There is a fruitful tension between two words whose difference is marked by only one letter. Add an “r” and fiction becomes friction. If we look at the etymological roots of both terms there appears a cunning contingency. Fiction derives from the Latin verb fingere “to shape, form, devise, feign” but also connotes “to knead, form out of clay”. Thereby fiction is not only an action of the mind but contains a strong materialist notion of a graspable and real material. Moreover, from this point of view fiction is connected to the earthly dimension represented by clay. If we want to perform the action of kneading we need clay, or the a priori idea or knowledge that clay is a material that can be worked and transformed—both into a useful bowl or an artistic figure.
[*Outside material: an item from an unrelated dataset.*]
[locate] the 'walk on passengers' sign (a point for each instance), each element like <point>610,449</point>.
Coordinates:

Friction is believed to derive from Sanskrit bhrinanti or Old Church Slavonic briti meaning “to cut, to shave”. It connotes a sense of resistance to motion and can figuratively mean “disagreement, clash, lack of harmony, mutual irritation”. In this sense, through friction the real material of clay is cut and shaved, towards a form of clay which lies within this raw material but has to be worked out. The earthly materials thus connect with those of the imagination, for the reality and fiction are inseparable. Let’s not forget that Odysseus, is considered to be the prototype of modern European man, the fictor (lat. for molder, sculptor) of deceit whose restless spirit is one of the keys to successful return home after his journey.